予定大腸癌手術の手術部位感染症対策による術後合併症減少効果についての検討

[演者] 板津 慶太:1
[著者] 小出 史彦:1, 杉浦 友則:1, 岡島 明子:1, 雄谷 純子:1, 山口 洋介:1, 加藤 知行:1
1:総合上飯田第一病院 外科

【目的】当院の大腸癌手術症例は,高齢者・イレウス発症例が多く,多数の併存症や術前低栄養状態の患者も含まれている.以前より手術部位感染症(SSI)の頻度が高かったため,2016年より周術期対策を強化し,その効果を検討した.【方法】2012年1月から2015年12月の症例検討(第116回,日本外科学会定期総会にて発表)を踏まえ,2016年1月より,①術前対策:低栄養患者(Alb 3.5g/dl未満)に対する積極的栄養治療,手術前日のシャワー浴.②術中対策:Wound protector(WP)使用,手袋交換,術中抗生剤追加投与,直腸癌症例に経肛門チューブ留置,閉創時の器械交換などを行った.2012年1月から2016年10月の間に行った予定大腸癌切除手術237例を2015年まで195例(A群)と2016年の42例(B群)にわけて検討.【成績】全症例の年齢中央値は72歳(30-93歳),男性141例,女性96例.結腸癌150例(63%),直腸癌87例(37%).内視鏡不通過は103例(44%),イレウス発症は49例(21%)であった.術後合併症は,Clavian-Dindo(CD)2以上105例(44%),CD3a以上46例(19%),感染性合併症83例(35%),全SSI 72例(30%),手術切開部位SSI(I-SSI)49例(19%),Stoma閉鎖創を除く創のI-SSI 46例(19%),Stoma閉鎖創3例/18例(16%),体腔臓器SSI42例(17%),縫合不全35例(15%),遠隔感染症22例(10%),イレウス29例(12%),譫妄30例(12%),再手術16例(7%),術後在院死亡4例(1.7%)であった.

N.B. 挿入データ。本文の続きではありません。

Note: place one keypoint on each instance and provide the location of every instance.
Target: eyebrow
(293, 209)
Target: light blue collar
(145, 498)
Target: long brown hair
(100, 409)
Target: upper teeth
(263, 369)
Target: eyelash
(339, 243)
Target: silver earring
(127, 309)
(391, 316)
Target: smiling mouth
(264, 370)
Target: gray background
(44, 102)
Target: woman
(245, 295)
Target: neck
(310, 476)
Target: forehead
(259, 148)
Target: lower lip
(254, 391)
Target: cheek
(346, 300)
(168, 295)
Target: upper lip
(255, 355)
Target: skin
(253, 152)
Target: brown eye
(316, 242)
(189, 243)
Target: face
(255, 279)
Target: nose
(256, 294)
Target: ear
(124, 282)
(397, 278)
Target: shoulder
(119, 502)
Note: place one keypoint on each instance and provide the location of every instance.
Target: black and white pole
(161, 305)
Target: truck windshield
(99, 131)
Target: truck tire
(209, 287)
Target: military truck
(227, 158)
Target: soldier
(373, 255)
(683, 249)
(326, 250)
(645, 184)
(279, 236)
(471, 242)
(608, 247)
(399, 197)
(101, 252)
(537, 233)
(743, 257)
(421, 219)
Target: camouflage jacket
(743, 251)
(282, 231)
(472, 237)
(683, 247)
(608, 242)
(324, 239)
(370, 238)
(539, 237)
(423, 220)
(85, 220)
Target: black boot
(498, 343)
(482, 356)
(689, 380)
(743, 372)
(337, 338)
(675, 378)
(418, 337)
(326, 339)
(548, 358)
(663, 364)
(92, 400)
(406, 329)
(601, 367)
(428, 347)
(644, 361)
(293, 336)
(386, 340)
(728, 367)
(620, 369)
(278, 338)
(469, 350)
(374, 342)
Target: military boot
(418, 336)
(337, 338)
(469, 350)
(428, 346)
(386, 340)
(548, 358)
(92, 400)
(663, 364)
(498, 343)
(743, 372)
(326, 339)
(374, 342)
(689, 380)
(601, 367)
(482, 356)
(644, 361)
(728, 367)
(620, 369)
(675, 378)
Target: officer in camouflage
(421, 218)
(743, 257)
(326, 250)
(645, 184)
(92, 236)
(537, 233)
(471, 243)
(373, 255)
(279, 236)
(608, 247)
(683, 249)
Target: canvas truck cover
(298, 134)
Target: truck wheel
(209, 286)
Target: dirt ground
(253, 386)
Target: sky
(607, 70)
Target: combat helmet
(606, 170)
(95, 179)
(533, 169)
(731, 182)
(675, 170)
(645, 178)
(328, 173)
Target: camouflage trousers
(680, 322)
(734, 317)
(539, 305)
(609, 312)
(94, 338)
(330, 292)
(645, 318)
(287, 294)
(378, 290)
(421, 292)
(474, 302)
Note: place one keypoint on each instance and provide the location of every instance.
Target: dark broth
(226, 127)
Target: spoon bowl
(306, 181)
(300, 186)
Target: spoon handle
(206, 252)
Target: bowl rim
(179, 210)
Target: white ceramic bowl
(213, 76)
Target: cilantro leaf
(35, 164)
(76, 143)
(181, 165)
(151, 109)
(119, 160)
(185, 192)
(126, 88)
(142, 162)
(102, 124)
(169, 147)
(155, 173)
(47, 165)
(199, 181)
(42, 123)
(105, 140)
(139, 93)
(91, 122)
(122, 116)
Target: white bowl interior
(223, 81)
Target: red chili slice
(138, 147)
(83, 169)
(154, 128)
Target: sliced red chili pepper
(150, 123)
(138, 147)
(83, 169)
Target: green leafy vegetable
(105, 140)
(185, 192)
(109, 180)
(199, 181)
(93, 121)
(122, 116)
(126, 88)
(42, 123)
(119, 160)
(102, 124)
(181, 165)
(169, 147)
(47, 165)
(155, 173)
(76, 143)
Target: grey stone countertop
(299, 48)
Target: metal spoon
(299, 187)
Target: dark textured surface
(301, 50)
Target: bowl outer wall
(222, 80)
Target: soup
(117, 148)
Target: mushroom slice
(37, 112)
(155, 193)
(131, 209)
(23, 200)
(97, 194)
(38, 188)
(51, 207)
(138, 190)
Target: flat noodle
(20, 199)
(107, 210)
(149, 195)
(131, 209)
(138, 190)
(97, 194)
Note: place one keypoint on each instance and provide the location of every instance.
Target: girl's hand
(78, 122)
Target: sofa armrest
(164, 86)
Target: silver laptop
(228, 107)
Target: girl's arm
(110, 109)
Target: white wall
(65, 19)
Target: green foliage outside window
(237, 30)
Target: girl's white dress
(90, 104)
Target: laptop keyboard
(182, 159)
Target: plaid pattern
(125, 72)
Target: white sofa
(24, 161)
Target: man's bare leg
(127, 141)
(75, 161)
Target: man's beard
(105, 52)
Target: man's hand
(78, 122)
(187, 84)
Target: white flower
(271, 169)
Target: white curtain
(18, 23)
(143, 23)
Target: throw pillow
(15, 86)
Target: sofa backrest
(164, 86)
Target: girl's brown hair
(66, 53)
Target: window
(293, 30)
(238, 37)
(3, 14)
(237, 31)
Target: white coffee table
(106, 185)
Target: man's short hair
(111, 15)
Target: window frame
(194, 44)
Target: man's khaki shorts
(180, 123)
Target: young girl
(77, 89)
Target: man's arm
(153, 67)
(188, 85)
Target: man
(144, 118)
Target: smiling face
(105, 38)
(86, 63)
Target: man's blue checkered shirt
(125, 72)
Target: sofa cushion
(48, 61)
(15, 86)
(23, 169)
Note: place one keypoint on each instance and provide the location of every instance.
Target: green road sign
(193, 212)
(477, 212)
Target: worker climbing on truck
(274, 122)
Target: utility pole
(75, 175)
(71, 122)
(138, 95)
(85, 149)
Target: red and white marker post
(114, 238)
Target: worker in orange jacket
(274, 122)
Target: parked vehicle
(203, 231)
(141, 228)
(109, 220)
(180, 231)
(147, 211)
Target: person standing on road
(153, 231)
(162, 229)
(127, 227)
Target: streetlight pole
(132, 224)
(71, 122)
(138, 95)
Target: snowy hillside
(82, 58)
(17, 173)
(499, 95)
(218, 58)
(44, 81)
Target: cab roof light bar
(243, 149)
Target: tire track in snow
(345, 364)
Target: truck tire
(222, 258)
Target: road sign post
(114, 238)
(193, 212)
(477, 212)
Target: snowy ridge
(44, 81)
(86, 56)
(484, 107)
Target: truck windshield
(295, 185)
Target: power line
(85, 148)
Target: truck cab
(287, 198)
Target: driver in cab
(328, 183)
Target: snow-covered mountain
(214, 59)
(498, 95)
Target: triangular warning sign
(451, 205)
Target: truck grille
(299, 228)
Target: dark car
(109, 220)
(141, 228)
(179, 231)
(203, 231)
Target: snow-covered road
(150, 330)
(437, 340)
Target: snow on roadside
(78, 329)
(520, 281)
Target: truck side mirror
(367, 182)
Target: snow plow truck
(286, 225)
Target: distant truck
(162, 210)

術前因子,年齢・性別・部位・ASA・PS・術前アルブミン値,小野寺PNI・内視鏡不通過・イレウス発症・原発部位は群間に有意差を認めなかった.術後合併症率(A群/B群,p値)は,CD2以上(44%/47%,p=0.63),CD3a以上(18%/23%, p=0.42),感染性合併症(36%/31%, p=0.54),全SSI(32%/24%, p=0.30),I-SSI(21%/19%,p=0.77),Stoma閉鎖創を除く創のI-SSI(20%/14%, p=0.35),stoma閉鎖創(8%/20%, p=0.34),体腔臓器SSI(19%/9%, p=0.12),縫合不全(17%/7%, p=0.12),遠隔感染症(9%/9% p=0.95),イレウス(12%/11%,p=0.94),譫妄(10%/24%, p=0.017),再手術(7%/5%, p=0.57),術後在院死亡(1%/2.4%, p=0.47).有意に減少した項目は認めなかったが,Stoma創を除く創のI-SSIと縫合不全は減少傾向にあった.【結論】今行っている対策では不十分と考えられた.危険因子を再度検討し,また対策一つ一つの遵守率の検討などを行い,より術後合併症減少へのプランを立てる必要がある.